Manisses, Paumanok, Pawtuxet, Noepe, Nontoke. The Lenape tribe called the East River Pawkatuck

Their land stretched from the Nargansett to the Delaware Bay.

Lenapehoking

A land of plenty
They numbered 50,000
Living on oysters, beans, corn, fish, and the fruits on paradise.

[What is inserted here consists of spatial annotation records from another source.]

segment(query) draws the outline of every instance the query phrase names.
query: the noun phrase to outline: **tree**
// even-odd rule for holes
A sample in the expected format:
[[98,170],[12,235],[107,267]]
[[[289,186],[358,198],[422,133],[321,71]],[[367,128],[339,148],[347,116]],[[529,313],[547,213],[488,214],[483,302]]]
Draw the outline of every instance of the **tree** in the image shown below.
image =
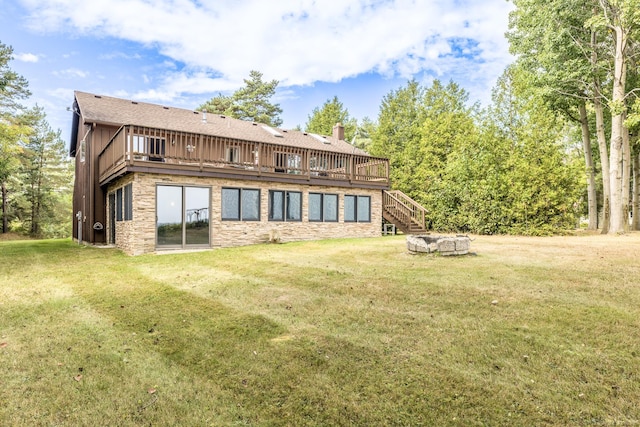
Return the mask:
[[461,193],[453,185],[456,173],[449,174],[448,168],[454,153],[477,139],[475,106],[468,107],[468,100],[468,93],[455,82],[444,86],[434,80],[424,91],[421,138],[405,150],[404,185],[429,207],[432,225],[440,230],[455,230],[461,224]]
[[[602,167],[603,232],[624,232],[632,163],[625,118],[637,90],[629,84],[637,79],[637,67],[629,64],[635,64],[637,55],[640,0],[513,1],[517,8],[509,37],[514,52],[535,58],[530,69],[544,78],[543,86],[592,102]],[[611,119],[608,147],[605,105]]]
[[63,237],[71,229],[72,166],[60,130],[54,132],[44,111],[27,113],[33,132],[23,143],[15,185],[15,227],[34,237]]
[[631,43],[636,41],[640,25],[640,1],[599,0],[601,14],[588,21],[593,28],[606,28],[612,34],[613,75],[611,95],[610,192],[611,220],[609,233],[628,229],[629,181],[631,155],[627,115],[627,72],[632,58]]
[[29,129],[20,123],[20,100],[30,95],[24,77],[9,68],[13,49],[0,42],[0,192],[2,194],[2,232],[8,232],[7,180],[19,166],[18,141]]
[[354,135],[353,145],[364,151],[369,151],[369,147],[373,142],[373,135],[378,129],[378,124],[365,116],[357,124],[356,133]]
[[236,119],[264,123],[272,127],[282,124],[279,104],[272,104],[271,97],[278,86],[277,80],[262,81],[262,73],[252,70],[249,79],[244,79],[245,86],[236,90],[231,96],[218,94],[198,107],[199,111],[225,114]]
[[405,147],[418,144],[424,120],[424,89],[416,80],[391,91],[382,98],[378,127],[373,133],[369,152],[389,159],[390,179],[394,189],[410,196],[413,188],[405,186]]
[[327,99],[322,107],[313,109],[305,124],[305,131],[319,135],[331,135],[333,127],[337,123],[344,126],[345,140],[352,141],[356,134],[357,122],[349,116],[349,110],[342,105],[338,97],[334,96],[333,99]]
[[518,63],[529,70],[547,106],[579,124],[582,129],[589,229],[597,228],[596,169],[593,164],[591,130],[587,113],[595,113],[596,139],[602,170],[603,232],[609,225],[609,161],[604,133],[602,85],[607,64],[603,62],[601,35],[585,27],[594,4],[584,0],[513,0],[507,38]]

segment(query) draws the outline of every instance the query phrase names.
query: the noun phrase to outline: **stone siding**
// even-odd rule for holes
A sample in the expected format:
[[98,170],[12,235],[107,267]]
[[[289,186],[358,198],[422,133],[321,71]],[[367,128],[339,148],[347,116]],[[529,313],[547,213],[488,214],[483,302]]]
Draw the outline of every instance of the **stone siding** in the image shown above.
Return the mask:
[[[109,185],[107,193],[128,183],[132,183],[133,219],[116,222],[115,243],[130,255],[151,253],[158,249],[155,229],[157,185],[175,184],[211,189],[211,206],[209,206],[211,247],[242,246],[276,240],[292,242],[381,235],[381,190],[135,173],[113,182]],[[260,221],[222,221],[222,187],[260,189]],[[302,221],[269,221],[269,190],[302,192]],[[309,192],[338,194],[338,222],[309,222]],[[371,197],[371,222],[344,222],[345,194]],[[107,212],[109,212],[108,206]],[[110,218],[107,220],[107,235],[110,235],[108,228],[111,226],[110,220]]]

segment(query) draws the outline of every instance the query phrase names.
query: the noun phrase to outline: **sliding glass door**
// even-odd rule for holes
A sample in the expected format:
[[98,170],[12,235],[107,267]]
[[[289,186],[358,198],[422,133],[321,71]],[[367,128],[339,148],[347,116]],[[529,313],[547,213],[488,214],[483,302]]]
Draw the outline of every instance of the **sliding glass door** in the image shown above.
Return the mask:
[[209,203],[206,187],[158,185],[156,242],[161,247],[209,245]]

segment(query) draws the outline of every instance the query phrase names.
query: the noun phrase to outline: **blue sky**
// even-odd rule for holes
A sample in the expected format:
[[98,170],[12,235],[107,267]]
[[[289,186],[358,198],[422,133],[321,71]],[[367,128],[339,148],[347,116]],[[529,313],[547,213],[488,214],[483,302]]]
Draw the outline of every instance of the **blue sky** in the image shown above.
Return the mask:
[[283,128],[338,96],[376,119],[415,78],[487,104],[512,61],[506,0],[0,0],[10,67],[68,143],[73,91],[195,109],[250,70],[280,82]]

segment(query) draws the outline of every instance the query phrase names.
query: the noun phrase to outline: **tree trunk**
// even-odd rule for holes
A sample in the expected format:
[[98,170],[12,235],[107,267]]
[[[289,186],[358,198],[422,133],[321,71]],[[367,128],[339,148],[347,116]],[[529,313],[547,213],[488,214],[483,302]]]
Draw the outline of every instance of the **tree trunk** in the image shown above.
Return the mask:
[[633,156],[633,205],[631,208],[632,230],[640,230],[640,153]]
[[609,184],[611,188],[611,218],[609,221],[609,234],[623,233],[625,220],[622,202],[622,177],[624,176],[623,149],[625,132],[624,127],[624,95],[626,83],[626,63],[624,51],[626,46],[626,33],[619,26],[615,28],[615,57],[613,71],[613,93],[611,103],[611,143],[609,146]]
[[611,185],[609,184],[609,151],[607,137],[604,133],[604,110],[599,93],[593,99],[596,113],[596,137],[600,151],[600,168],[602,169],[602,234],[609,232],[609,216],[611,213]]
[[2,181],[2,233],[9,232],[9,220],[7,213],[7,186]]
[[[597,69],[598,56],[596,51],[597,35],[591,32],[591,66]],[[604,133],[604,108],[602,106],[602,89],[598,77],[593,79],[593,109],[596,113],[596,138],[600,151],[600,167],[602,169],[602,234],[609,232],[609,214],[611,212],[611,186],[609,184],[609,152],[607,151],[607,136]]]
[[598,194],[596,192],[596,178],[593,168],[593,156],[591,155],[591,136],[589,133],[589,121],[587,108],[580,104],[580,125],[582,127],[582,146],[584,148],[585,175],[587,178],[587,207],[589,213],[589,225],[587,230],[598,229]]
[[[623,114],[623,123],[627,119]],[[629,130],[625,126],[622,129],[622,219],[624,231],[629,231],[629,207],[631,205],[631,146],[629,144]]]

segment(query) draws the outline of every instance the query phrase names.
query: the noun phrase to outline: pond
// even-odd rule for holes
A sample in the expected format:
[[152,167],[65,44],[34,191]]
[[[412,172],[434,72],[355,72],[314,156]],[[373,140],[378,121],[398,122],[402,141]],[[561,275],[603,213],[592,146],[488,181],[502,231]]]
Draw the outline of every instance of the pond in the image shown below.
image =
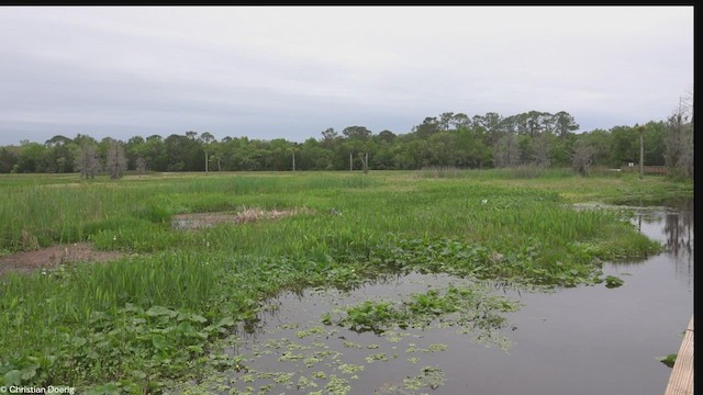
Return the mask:
[[411,273],[349,292],[286,293],[228,350],[241,356],[242,369],[208,386],[222,394],[661,395],[671,369],[659,358],[678,352],[693,314],[693,202],[633,210],[635,226],[667,251],[604,263],[604,275],[625,281],[620,287],[539,292],[483,284],[520,303],[501,313],[506,321],[468,332],[435,323],[378,335],[321,319],[367,300],[476,284]]

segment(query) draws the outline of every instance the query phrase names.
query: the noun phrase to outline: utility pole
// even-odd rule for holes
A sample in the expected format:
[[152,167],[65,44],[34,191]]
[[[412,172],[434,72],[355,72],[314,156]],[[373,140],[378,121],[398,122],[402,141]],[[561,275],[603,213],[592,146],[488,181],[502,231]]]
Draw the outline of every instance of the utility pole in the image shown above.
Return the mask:
[[639,179],[645,178],[645,126],[639,125]]

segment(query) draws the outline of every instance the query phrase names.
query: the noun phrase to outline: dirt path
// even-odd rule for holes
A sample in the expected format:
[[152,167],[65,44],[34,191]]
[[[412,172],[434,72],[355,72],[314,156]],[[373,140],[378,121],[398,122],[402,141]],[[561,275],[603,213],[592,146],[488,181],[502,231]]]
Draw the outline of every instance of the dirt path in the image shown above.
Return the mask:
[[0,276],[15,271],[30,273],[42,268],[54,268],[62,262],[104,262],[124,257],[123,252],[98,251],[87,242],[52,246],[0,257]]

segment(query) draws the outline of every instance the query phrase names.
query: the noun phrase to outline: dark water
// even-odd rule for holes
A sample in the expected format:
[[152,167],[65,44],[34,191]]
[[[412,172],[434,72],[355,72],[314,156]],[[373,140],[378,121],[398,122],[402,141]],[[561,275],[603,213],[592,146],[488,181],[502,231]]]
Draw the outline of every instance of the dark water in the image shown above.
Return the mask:
[[[336,393],[359,395],[661,395],[671,369],[658,358],[678,352],[693,314],[693,203],[635,210],[634,224],[666,244],[667,252],[604,264],[604,274],[623,279],[623,286],[553,293],[495,287],[522,307],[503,314],[510,324],[486,341],[456,327],[377,336],[320,321],[341,306],[399,300],[459,285],[459,279],[412,274],[349,293],[284,294],[271,301],[275,312],[263,315],[260,329],[236,348],[248,371],[226,373],[220,388],[327,394],[335,393],[330,383],[336,382]],[[427,374],[427,366],[439,375]]]

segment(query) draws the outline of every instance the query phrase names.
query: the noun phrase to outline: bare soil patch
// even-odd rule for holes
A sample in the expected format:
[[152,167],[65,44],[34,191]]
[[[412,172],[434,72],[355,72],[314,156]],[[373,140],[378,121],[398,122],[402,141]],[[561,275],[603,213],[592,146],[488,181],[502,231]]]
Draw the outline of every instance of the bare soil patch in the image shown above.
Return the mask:
[[0,257],[0,276],[10,271],[30,273],[37,269],[55,268],[64,262],[105,262],[124,256],[124,252],[96,250],[88,242],[52,246]]
[[202,229],[220,224],[244,224],[259,219],[277,219],[308,212],[308,208],[245,208],[239,212],[178,214],[174,215],[174,217],[171,218],[171,225],[177,229]]

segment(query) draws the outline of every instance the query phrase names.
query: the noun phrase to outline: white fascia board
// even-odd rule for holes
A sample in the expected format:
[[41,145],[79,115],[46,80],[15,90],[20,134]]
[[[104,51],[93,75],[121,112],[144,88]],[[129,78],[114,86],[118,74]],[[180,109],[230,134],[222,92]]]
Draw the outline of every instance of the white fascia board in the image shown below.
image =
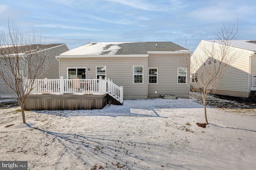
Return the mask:
[[149,54],[189,54],[192,53],[190,50],[181,50],[176,51],[147,51]]
[[148,55],[57,55],[55,57],[56,59],[72,59],[75,58],[145,58],[148,57]]

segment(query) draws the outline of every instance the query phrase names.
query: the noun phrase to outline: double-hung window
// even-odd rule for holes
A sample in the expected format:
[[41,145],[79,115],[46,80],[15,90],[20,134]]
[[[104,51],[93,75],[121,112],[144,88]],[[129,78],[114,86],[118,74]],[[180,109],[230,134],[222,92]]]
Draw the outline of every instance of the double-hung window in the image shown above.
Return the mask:
[[186,68],[178,68],[178,83],[186,84],[187,82],[187,69]]
[[76,77],[82,79],[86,78],[86,68],[68,68],[68,78],[70,79]]
[[148,83],[157,83],[157,68],[148,68]]
[[106,77],[106,66],[96,66],[96,75],[97,79],[100,78],[100,76],[102,77],[102,79],[104,79]]
[[143,83],[143,66],[133,66],[133,83]]

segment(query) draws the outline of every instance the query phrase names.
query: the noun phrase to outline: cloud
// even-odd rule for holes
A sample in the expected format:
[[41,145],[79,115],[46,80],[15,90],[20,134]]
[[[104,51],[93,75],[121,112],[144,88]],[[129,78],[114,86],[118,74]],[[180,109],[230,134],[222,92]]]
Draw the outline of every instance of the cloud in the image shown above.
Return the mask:
[[[167,11],[179,8],[181,6],[179,0],[166,1],[166,3],[159,3],[158,0],[144,1],[142,0],[102,0],[121,4],[130,7],[147,11]],[[151,3],[149,3],[150,2]],[[153,3],[152,3],[153,2]],[[161,4],[159,6],[159,4]],[[165,5],[162,5],[163,4]]]
[[94,28],[89,28],[84,27],[71,27],[68,26],[65,26],[61,25],[54,25],[54,24],[37,24],[34,25],[35,27],[48,27],[50,28],[62,28],[64,29],[77,29],[82,30],[87,30],[87,31],[104,31],[104,29],[95,29]]
[[125,19],[122,19],[117,21],[113,21],[109,19],[101,18],[96,17],[91,15],[87,15],[87,16],[91,19],[96,20],[98,21],[102,21],[108,23],[115,23],[121,25],[132,25],[135,23],[135,22],[133,21],[129,21]]
[[236,6],[232,5],[225,2],[218,2],[208,6],[202,6],[189,13],[188,16],[209,23],[235,22],[238,18],[246,17],[250,10],[248,6]]

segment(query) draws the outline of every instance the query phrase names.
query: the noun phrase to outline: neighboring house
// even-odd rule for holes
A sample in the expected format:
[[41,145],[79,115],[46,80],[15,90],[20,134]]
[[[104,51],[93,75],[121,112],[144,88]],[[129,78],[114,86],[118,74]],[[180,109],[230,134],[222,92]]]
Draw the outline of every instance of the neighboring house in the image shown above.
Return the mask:
[[[26,56],[27,53],[26,53],[26,49],[29,49],[30,53],[32,51],[33,55],[35,54],[38,55],[38,53],[44,53],[47,54],[47,61],[48,64],[50,64],[49,69],[47,69],[48,72],[46,78],[59,78],[59,62],[56,59],[55,56],[59,55],[63,53],[66,52],[69,50],[68,47],[66,44],[32,44],[26,45],[14,45],[16,47],[18,47],[18,48],[14,48],[13,45],[0,45],[0,48],[2,51],[8,51],[9,53],[6,54],[6,55],[11,56],[13,54],[13,49],[16,51],[15,54],[18,54],[20,58],[20,63],[24,63],[23,61],[23,57]],[[9,48],[9,49],[3,49],[4,48]],[[16,55],[15,55],[16,56]],[[1,64],[2,67],[4,67],[4,61],[3,61],[2,57],[0,56],[0,62],[2,61],[2,64]],[[22,68],[23,68],[22,66]],[[19,74],[22,76],[26,76],[26,65],[24,65],[23,70],[20,70]],[[4,68],[1,68],[2,69]],[[38,78],[44,78],[44,77],[38,77]],[[0,98],[4,98],[11,97],[13,94],[15,94],[14,92],[5,84],[3,80],[0,78]]]
[[[220,52],[221,50],[219,48],[223,45],[220,45],[222,44],[222,41],[202,40],[192,57],[203,55],[204,51],[210,51],[213,47],[216,52]],[[229,45],[225,46],[225,50],[228,51],[226,57],[232,56],[236,59],[220,80],[214,94],[249,97],[252,92],[256,91],[256,41],[232,40],[228,43]],[[191,64],[195,64],[193,61],[191,62]],[[201,64],[203,66],[207,66],[211,63],[206,61]],[[194,88],[196,86],[193,81],[194,80],[191,81],[190,84],[192,87]]]
[[123,86],[124,99],[187,98],[189,78],[180,58],[190,52],[171,42],[97,42],[56,57],[64,78],[112,79]]

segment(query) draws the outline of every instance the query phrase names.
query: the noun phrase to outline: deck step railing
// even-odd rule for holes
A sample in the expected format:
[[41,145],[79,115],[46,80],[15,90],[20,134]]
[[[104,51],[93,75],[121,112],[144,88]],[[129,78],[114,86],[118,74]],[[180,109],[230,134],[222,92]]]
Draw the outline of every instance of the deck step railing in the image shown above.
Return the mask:
[[[105,78],[106,80],[106,78]],[[108,84],[108,94],[122,104],[124,102],[123,97],[123,86],[119,86],[114,83],[112,81],[108,78],[107,80]]]
[[[24,85],[31,84],[31,80],[25,79]],[[78,78],[64,79],[36,79],[32,85],[30,93],[50,94],[84,94],[102,95],[108,93],[122,103],[123,87],[118,86],[109,78],[80,79]]]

7:16 AM Rita delivers my breakfast
Eggs, potato fritter, sausages, black coffee
She is Jamaican
African
Her smile lights my life
Her thirteen year-old son
Name Michael.

Day six in the hospital
On Manhattah
The Island of Hills
Or
The Place Of Intoxication

7:46PM
Commuter Ferries sped South
Down the Pawkatuck
Fast Tugboats toil north against the tide
Driving barges north against the surge
Gulls fly freely overhead
I mistake them for helicopters
My eyesight is not 20/20
But I strip away the apartment blocks
On Roosevelt Island
To before the Dutch came to Manhattaw Only 3000 Lenape remained
In all of Lenapehoking
The Land of Plenty lost.
Their canoes once plied the East River.
Now jet skies, the Circle Line, party boats, and sumptuous yachts
Champagne and wine drunk off Manhattah
The Place of Intoxication.

I drink black coffee
Banned from all spirits
My destiny was either sober or dead
I chose Life

My clan lived on the other side of Earth
Two Wives, five children, two grandchildren
Sri Racha, Thailand
On the Gulf of Siam
Ao Sayam

It is night in Sri Racha.
A twenty-three hour flight away.
The other side of here.
The world turns
West
Into the afternoon.
Towards the night
Same as the forever of the Great Glacier
The drowning of Atlantis
15000 years ago to now
And into eternity And I turn with it My hand against the window Feeling warmth of the rising sun of forever.